There's been some great shows over here, we have one last one in France before heading back to U.S. soil. Some of the highlights included playing at a prison for the first time and being backing band for songwriter Chip Taylor for a few nights.
We were scheduled to do three shows with Chip, the last two at the Down on the Farm festival in Halden, Norway. While we were at the hotel preparing to head over to the festival, the bombing in downtown Oslo occurred. By the time we had left for the show, the death toll was very small (I believe only one or two at that point) and there was a small flash about some shooting going on in Norway as well (and the two incidents at that point were not considered related). Rumors at the festival itself began swirling around, and it was obvious that this was becoming a huge deal.

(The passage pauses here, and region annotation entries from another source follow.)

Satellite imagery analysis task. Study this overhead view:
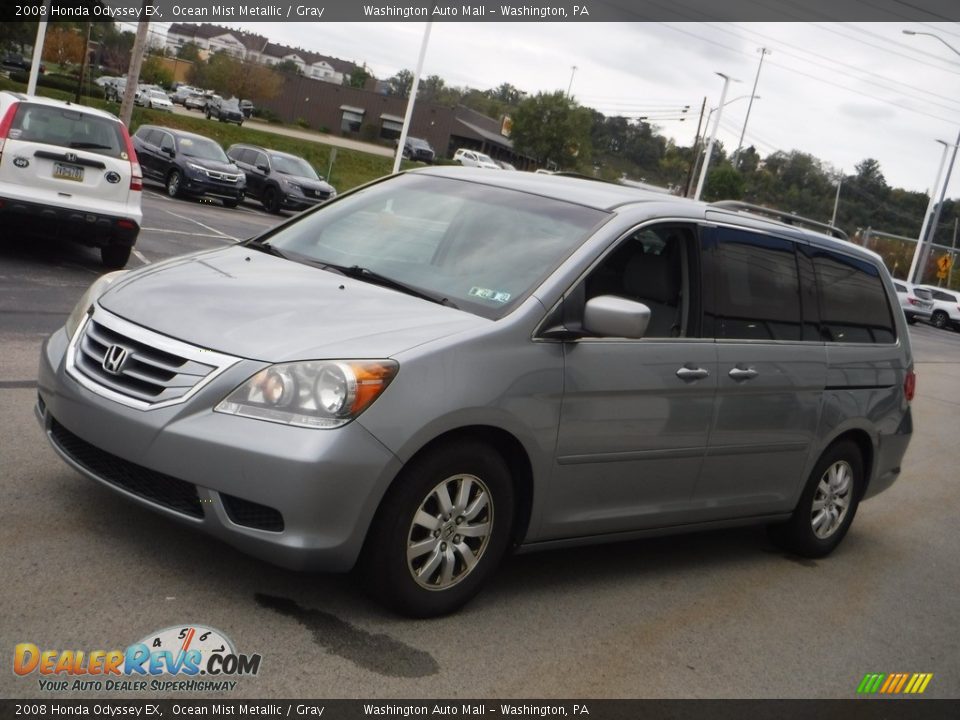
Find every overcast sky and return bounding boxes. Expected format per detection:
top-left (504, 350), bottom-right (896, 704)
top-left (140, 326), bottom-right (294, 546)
top-left (150, 22), bottom-right (960, 208)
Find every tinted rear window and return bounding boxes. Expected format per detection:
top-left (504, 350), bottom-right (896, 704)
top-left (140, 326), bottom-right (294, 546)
top-left (811, 249), bottom-right (897, 343)
top-left (9, 103), bottom-right (126, 158)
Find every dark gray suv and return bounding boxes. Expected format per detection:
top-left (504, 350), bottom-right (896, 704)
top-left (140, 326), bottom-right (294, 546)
top-left (37, 167), bottom-right (915, 616)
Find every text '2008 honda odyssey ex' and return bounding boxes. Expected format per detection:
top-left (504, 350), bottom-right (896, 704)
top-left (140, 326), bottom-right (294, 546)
top-left (37, 168), bottom-right (914, 616)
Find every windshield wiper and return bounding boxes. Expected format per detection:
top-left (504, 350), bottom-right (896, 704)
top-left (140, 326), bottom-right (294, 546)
top-left (247, 240), bottom-right (290, 260)
top-left (317, 262), bottom-right (460, 310)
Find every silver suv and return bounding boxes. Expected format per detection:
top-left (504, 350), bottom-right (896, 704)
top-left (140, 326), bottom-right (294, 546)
top-left (0, 92), bottom-right (143, 268)
top-left (37, 167), bottom-right (914, 616)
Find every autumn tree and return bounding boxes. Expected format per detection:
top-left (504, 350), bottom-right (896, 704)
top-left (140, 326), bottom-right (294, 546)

By the time we had finished playing and gotten back to the hotel, the facts were pretty well laid out, and come morning, the second day of the festival had been cancelled and you could see the shock on the hotel staff's faces as Norway's tragedy was written all over them.
Chip quickly organized the bands in the hotel and started laying the groundwork for a concert that evening asking the bands to prepare something appropriate to perform at the event. Everyone got involved, without question and were happy to contribute their efforts to bring something to the community that evening.
What started as a small event at a church was quickly moved to the concert hall at the community center and really became something special. Whitey played a few of his grandfather's favorite gospel numbers accompanied by Brett Robinson and we backed up Chip once again and every band played a few songs throughout the night to a packed house of grateful Norwegians. Chip wrote a song that day about the events that had occurred and he finished the concert with it beautifully. He's a hero to a lot of people over here—and a class act. They love him and for good reason. Do yourself a favor and invest a few minutes in Googling him, you will be glad you did.
Post show, it was brought to the attention that a few of the teenage survivors of the island shooting had been in attendance and it was a visibly moving scene as they embraced each other and Chip and their other friends that were nearby.
This has been a great trip. A great month. Many dreams were realized, many new accomplishments and thrills. So what?
I'll never mix politics and music. I'm absolutely against it. What happened that night, there was no political or social comment. It was emotional and powerful and it made everything else that happened on the trip pale in comparison. I'll have lots of memories, good and bad—but the look on those survivors faces after that concert—that's a memory that will be forever burned in my brain.